Makassar, Gosulsel.com – Pengamat Hukum yang juga Dosen Hukum Universitas Islam Negeri (UIN) Alauddin Makassar, Andi Patawari menilai dalam kasus penyanderaan awak kapal Indonesia di laut Sulu yang sudah terjadi berulang kali menjadi signal bagi Pemerintah mengevaluasi kinerja Badan Intelijen Negara (BIN) yang notabene harusnya memberikan informasi dini mengenai daerah rawan bajak laut.

“Sudah saatnya BIN dievaluasi,” kata Andi Pattawari saat dikonformasi via telefon, Kamis (4/8/2016).

Lebih lanjut Andi Pattawari menjelaskan bahwa yang harus pemerintah evaluasi dari Badan Intelijen Negara tersebut adalah aturan yang mengatur tugas BIN dan mengevaluasi personil BIN serta mengevaluasi hubungan antara BIN dengan institusi yang lain, dalam hal ini Polri dan TNI.

Namun demikian, lanjut Andi Patawari, mungkin BIN sudah melakukan upaya-upaya yang seharusnya ia lakukan namun ada batasan regulasi yang mengatur BIN. Tapi itu semua sudah pasti tertutup karena memang semestinya itu jadi rahasia antara BIN dan Pemerintah dalam hal ini presiden Joko Widodo. “BIN tentu tunduk pada asas Hukum dan ketentuannya yakni asas kerahasiaan,” terangnya.



Dari data yang berhasil dihimpun Gosulsel.com, setidaknya sudah 5 kali kelompok militan Abu Sayyaf menawan pelaut Indonesia yang beberapa diantara berasal dari Sulawesi Selatan di perairan Sulu, Perbatasan Philipna dan Indonesia.
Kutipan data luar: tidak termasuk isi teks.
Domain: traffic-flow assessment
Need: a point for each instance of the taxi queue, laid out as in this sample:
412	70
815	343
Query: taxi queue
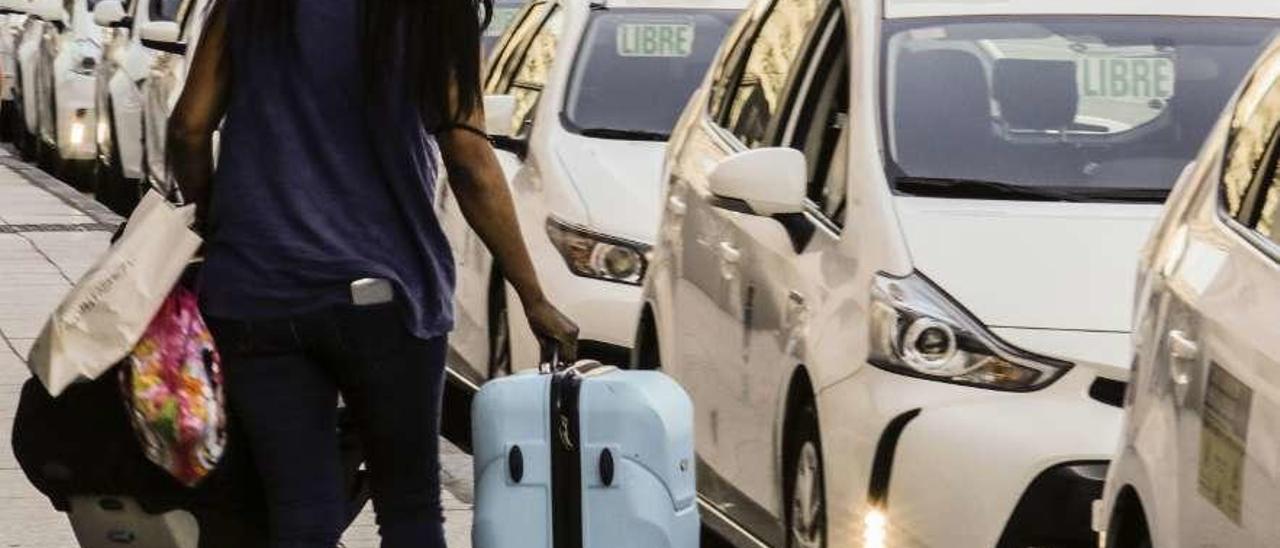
937	274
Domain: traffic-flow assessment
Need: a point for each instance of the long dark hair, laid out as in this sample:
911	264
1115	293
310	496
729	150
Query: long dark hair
435	41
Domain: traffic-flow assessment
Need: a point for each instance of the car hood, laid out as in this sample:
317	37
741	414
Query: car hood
1032	265
617	182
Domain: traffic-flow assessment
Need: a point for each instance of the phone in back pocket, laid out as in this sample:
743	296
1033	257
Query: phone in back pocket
371	291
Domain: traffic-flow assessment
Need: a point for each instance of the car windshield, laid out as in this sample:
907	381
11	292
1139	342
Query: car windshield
1064	108
503	13
636	68
164	9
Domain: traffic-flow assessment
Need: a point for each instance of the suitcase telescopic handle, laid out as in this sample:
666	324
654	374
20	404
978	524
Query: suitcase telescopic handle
553	362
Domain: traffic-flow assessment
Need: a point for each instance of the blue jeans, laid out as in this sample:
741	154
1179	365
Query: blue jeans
283	378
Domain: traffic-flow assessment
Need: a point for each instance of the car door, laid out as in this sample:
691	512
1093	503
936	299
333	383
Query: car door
717	298
1221	337
521	63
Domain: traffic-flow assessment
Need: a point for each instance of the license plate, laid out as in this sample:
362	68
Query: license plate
1125	78
656	40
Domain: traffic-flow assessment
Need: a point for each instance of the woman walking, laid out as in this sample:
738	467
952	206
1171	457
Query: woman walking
327	270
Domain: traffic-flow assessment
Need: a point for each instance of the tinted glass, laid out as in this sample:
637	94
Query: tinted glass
636	69
503	14
533	71
1066	108
822	132
164	9
1249	188
758	92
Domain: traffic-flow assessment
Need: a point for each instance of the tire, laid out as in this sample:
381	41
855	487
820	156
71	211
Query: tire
499	328
8	113
805	487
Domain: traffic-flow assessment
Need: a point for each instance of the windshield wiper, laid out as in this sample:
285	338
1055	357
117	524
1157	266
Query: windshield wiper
977	188
626	135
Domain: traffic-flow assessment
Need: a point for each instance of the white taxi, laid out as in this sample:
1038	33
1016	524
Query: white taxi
1198	466
64	83
176	42
581	95
126	67
897	256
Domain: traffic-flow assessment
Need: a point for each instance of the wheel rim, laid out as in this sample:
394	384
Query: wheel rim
807	499
499	346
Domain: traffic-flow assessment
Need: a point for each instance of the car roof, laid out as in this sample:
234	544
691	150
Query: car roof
666	4
895	9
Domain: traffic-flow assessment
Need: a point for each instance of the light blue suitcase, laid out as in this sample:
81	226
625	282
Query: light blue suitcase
584	457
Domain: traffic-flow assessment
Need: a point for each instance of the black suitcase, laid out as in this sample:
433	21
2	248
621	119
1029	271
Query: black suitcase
80	451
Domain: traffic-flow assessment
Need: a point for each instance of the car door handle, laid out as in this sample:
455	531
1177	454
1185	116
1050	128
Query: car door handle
1182	347
730	252
676	205
1183	354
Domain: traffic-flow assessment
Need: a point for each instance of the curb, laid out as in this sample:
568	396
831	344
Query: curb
65	192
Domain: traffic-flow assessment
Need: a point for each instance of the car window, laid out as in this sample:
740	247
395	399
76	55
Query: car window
755	96
534	68
1251	192
636	68
504	60
1082	108
504	13
164	9
822	126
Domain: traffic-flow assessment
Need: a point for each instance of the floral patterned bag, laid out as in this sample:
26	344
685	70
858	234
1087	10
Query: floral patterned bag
173	387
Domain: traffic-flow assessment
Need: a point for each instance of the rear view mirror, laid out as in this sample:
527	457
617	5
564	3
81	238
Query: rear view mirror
13	7
163	36
766	182
110	13
49	10
498	112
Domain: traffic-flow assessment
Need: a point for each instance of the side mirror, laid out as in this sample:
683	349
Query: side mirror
766	182
49	10
498	112
13	7
110	13
163	36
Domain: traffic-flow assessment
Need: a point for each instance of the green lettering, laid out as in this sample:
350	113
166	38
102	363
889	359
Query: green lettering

Andi Patawari menganggap itu merupakan sesuatu hal yang sangat meresahkan, dan menilai bahwa sudah saatnya pemerintah mensinergikan antara BIN, TNI dan Polri.

“Selain itu sudah saatnya pemrintah mensinergikan antara BIN, TNI dan Polri dalam kasus ini. Agar tidak ada lagi keresahan yang terjadi,” tukas Andi Patawari.